I loved Doug Clark’s take on the Karl Thompson/Otto Zehm issue here in Spokane. It was contrary to his usual funny, witty, and sarcastic commentaries – it was serious, eloquent, and on the mark for the truth that is going on with our police department.
He mentioned the police department’s guide for being a good police officer. (And mind you, most of our police officers follow the guideline; it is the few that are marring the reputation of the whole.)
Ten years ago, I started a chapter of a legal association in Spokane for legal secretaries and paralegals, NALS of Spokane. (NALS is a national association for the education and professionalism of non-attorney law firm personnel.) We have a series of tests we take covering laws, regulations, ethics, and skill sets that guide us in our jobs – even though we are low man on the totem pole, so to speak. A quarter of our eight-hour test covers two Code of Ethics manuals, one for attorneys and one for judges. Secretaries and paralegals follow the same principles as attorneys and judges – we follow, in fact, their Manuals. (The "Model Rules of Professional Conduct" for attorneys was created to resolve issues, like the Watergate scandal.) When I read both manuals (just as long in length as for police officers), I was struck by how it affected me. I wanted to wear the values and philosophy like a suit. I mean that I wore professionalism, integrity, ethics, high ideals, and moral fortitude. I held myself to a high standard, and my actions influenced all the staff around me, and even the attorneys.

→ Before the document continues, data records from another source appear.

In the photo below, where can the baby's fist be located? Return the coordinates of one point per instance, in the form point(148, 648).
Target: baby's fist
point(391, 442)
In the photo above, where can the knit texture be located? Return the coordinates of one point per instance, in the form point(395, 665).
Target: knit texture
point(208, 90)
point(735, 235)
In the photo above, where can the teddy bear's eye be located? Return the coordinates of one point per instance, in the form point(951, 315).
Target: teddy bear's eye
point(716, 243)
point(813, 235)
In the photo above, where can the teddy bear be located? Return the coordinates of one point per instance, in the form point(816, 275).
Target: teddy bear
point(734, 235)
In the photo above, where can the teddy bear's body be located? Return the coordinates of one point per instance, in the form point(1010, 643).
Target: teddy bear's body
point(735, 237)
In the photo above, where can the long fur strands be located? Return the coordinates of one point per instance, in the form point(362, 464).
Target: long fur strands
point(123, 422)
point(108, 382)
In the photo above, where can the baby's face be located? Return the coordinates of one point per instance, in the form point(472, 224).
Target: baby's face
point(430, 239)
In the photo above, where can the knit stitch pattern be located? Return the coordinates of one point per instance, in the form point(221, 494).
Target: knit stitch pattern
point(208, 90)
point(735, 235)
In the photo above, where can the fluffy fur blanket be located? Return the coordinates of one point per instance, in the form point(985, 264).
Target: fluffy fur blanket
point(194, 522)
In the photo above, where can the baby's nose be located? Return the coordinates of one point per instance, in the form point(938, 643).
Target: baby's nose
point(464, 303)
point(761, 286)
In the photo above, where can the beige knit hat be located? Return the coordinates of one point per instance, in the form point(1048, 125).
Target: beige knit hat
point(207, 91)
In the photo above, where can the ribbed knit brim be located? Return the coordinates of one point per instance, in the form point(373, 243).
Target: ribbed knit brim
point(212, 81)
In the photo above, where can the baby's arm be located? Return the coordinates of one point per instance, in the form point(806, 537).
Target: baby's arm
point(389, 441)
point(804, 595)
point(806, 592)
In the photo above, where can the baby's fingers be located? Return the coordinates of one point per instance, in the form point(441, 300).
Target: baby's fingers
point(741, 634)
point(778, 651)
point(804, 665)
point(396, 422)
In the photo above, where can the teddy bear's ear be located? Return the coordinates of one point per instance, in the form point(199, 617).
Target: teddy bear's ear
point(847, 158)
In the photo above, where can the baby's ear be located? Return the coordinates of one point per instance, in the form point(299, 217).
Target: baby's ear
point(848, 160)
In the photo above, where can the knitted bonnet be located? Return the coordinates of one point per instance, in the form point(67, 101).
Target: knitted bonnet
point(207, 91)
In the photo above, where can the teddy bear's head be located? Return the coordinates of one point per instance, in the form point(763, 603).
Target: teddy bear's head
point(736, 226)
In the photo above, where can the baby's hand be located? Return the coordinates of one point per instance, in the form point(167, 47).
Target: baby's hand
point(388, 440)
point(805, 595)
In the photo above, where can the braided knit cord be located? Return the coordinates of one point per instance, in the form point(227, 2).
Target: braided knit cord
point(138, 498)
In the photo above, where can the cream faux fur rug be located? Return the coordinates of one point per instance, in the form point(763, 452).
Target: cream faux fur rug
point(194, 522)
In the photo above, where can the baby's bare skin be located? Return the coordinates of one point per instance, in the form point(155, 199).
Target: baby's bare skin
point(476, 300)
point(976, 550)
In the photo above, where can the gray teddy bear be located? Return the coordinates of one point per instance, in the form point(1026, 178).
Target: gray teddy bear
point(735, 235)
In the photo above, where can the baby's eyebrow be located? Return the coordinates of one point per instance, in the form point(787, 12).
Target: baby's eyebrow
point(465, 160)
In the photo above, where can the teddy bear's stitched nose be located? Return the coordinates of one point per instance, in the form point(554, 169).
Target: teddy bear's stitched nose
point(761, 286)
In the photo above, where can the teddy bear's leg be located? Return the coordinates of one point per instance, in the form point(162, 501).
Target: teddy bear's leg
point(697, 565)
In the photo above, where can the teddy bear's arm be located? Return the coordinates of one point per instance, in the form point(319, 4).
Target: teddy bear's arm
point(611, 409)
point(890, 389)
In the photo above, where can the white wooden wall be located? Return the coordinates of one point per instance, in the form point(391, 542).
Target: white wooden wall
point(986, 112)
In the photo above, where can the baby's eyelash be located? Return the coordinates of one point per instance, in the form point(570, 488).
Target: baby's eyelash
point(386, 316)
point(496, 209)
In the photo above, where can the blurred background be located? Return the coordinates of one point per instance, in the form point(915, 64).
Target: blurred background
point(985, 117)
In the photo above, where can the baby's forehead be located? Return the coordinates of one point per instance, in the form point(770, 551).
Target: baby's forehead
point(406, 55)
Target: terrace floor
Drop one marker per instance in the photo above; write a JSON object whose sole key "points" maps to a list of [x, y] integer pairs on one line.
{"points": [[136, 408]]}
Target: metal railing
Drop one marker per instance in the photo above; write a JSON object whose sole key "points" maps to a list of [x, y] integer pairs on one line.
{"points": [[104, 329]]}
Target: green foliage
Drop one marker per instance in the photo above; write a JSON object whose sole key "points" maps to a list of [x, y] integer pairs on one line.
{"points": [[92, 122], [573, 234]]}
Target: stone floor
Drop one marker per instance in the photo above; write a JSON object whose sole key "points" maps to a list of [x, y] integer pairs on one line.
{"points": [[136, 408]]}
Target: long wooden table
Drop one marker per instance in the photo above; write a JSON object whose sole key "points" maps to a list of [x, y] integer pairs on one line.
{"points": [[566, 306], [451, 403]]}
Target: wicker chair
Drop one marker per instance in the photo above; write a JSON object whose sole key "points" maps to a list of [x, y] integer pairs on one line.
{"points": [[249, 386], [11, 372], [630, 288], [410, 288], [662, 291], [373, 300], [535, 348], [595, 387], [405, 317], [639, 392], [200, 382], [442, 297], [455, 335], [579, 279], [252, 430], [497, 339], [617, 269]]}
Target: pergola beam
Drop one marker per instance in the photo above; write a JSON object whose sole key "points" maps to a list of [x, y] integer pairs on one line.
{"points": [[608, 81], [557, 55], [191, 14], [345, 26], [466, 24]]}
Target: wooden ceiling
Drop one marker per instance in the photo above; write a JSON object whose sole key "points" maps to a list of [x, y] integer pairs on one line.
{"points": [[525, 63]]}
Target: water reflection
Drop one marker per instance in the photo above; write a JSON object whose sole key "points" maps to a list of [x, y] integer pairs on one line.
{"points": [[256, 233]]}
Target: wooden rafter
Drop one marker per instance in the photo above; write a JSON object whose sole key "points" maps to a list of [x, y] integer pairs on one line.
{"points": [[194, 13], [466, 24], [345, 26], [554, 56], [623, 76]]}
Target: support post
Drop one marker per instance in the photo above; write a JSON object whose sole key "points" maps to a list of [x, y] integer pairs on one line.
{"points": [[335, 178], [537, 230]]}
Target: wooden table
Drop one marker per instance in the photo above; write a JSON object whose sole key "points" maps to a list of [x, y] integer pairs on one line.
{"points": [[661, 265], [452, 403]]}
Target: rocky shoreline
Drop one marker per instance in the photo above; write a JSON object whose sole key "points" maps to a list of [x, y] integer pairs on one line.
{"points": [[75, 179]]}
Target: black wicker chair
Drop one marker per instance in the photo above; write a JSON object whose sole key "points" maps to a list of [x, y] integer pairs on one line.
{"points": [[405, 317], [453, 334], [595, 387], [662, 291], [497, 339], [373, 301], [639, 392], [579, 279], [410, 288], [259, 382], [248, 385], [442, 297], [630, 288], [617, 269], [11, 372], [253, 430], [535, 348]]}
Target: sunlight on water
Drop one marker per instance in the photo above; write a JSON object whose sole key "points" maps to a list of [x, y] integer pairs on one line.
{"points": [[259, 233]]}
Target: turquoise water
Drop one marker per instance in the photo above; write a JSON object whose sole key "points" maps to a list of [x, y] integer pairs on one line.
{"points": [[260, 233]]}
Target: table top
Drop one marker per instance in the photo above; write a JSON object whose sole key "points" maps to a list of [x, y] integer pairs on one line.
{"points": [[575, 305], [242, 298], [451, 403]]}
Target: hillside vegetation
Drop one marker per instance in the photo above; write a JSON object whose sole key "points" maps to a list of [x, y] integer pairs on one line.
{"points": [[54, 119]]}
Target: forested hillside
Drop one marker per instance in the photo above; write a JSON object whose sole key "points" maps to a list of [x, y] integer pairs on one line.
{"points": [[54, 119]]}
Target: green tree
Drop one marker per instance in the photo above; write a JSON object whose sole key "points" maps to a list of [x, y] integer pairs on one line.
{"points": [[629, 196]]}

My attitude held weight for my entire firm – little old me.
When I read Clark’s article, my mind went back to the day I passed my certification test – I thought to myself that the manual police officers follow is the crux of everything wrong with the police department. They are not reading the manual. If a small peg on the board of a whole bunch of holes can read the manual and carry a whole law firm, then a police officer should be able to do it, too.